Department of Biotechnology and Biosciences, University of Milano-Bicocca, Piazza della Scienza 2, Milan, Italy.
BMC Bioinformatics. 2009 Oct 15;10 Suppl 12(Suppl 12):S1. doi: 10.1186/1471-2105-10-S12-S1.
The integration of data from multiple genome-wide assays is essential for understanding dynamic spatio-temporal interactions within cells. Such integration, which leads to a more complete view of cellular processes, offers the opportunity to rationalize better the high amount of "omics" data freely available in several public databases.In particular, integration of microarray-derived transcriptome data with other high-throughput analyses (genomic and mutational analysis, promoter analysis) may allow us to unravel transcriptional regulatory networks under a variety of physio-pathological situations, such as the alteration in the cross-talk between signal transduction pathways in transformed cells.
Here we sequentially apply web-based and statistical tools to a case study: the role of oncogenic activation of different signal transduction pathways in the transcriptional regulation of genes encoding proteins involved in the cAMP-PKA pathway. To this end, we first re-analyzed available genome-wide expression data for genes encoding proteins of the downstream branch of the PKA pathway in normal tissues and human tumor cell lines. Then, in order to identify mutation-dependent transcriptional signatures, we classified cancer cells as a function of their mutational state. The results of such procedure were used as a starting point to analyze the structure of PKA pathway-encoding genes promoters, leading to identification of specific combinations of transcription factor binding sites, which are neatly consistent with available experimental data and help to clarify the relation between gene expression, transcriptional factors and oncogenes in our case study.
Genome-wide, large-scale "omics" experimental technologies give different, complementary perspectives on the structure and regulatory properties of complex systems. Even the relatively simple, integrated workflow presented here offers opportunities not only for filtering data noise intrinsic in high throughput data, but also to progressively extract novel information that would have remained hidden otherwise. In fact we have been able to detect a strong transcriptional repression of genes encoding proteins of cAMP/PKA pathway in cancer cells of different genetic origins. The basic workflow presented herein may be easily extended by incorporating other tools and can be applied even by researchers with poor bioinformatics skills.
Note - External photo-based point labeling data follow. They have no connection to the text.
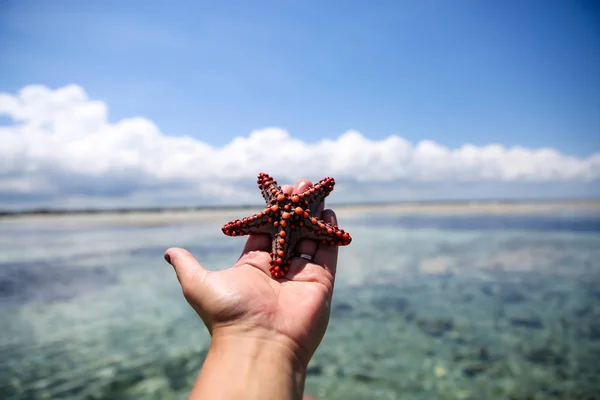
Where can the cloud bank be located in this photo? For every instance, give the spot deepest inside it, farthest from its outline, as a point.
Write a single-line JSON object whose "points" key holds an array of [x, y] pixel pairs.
{"points": [[60, 149]]}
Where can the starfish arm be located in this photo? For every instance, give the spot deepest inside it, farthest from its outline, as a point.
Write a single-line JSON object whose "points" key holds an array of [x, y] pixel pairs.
{"points": [[269, 188], [326, 233], [317, 193], [282, 250], [257, 223]]}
整合来自多个全基因组分析的数据对于理解细胞内动态时空相互作用至关重要。这种整合可以更全面地了解细胞过程,并为更好地理解多个公共数据库中提供的大量“组学”数据提供机会。特别是,将微阵列转录组数据与其他高通量分析(基因组和突变分析、启动子分析)进行整合,可以帮助我们在多种生理病理情况下揭示转录调控网络,例如信号转导途径之间的串扰改变在转化细胞中。
在这里,我们将基于网络的工具和统计工具应用于一个案例研究:不同信号转导途径的致癌激活在参与 cAMP-PKA 途径的基因转录调控中的作用。为此,我们首先重新分析了正常组织和人类肿瘤细胞系中编码 PKA 途径下游分支蛋白的基因的全基因组表达数据。然后,为了识别依赖于突变的转录特征,我们根据癌细胞的突变状态对其进行分类。该过程的结果被用作分析 PKA 途径编码基因启动子结构的起点,从而确定转录因子结合位点的特定组合,这些组合与可用的实验数据非常一致,有助于阐明我们案例研究中基因表达、转录因子和癌基因之间的关系。
全基因组、大规模的“组学”实验技术为复杂系统的结构和调控特性提供了不同的、互补的视角。即使是相对简单、集成的工作流程,也不仅为过滤高通量数据固有的数据噪声提供了机会,而且还为逐步提取否则可能隐藏的新信息提供了机会。事实上,我们已经能够检测到不同遗传起源的癌细胞中 cAMP/PKA 途径编码蛋白的强烈转录抑制。本文提出的基本工作流程可以通过纳入其他工具轻松扩展,并可应用于即使是生物信息学技能较差的研究人员。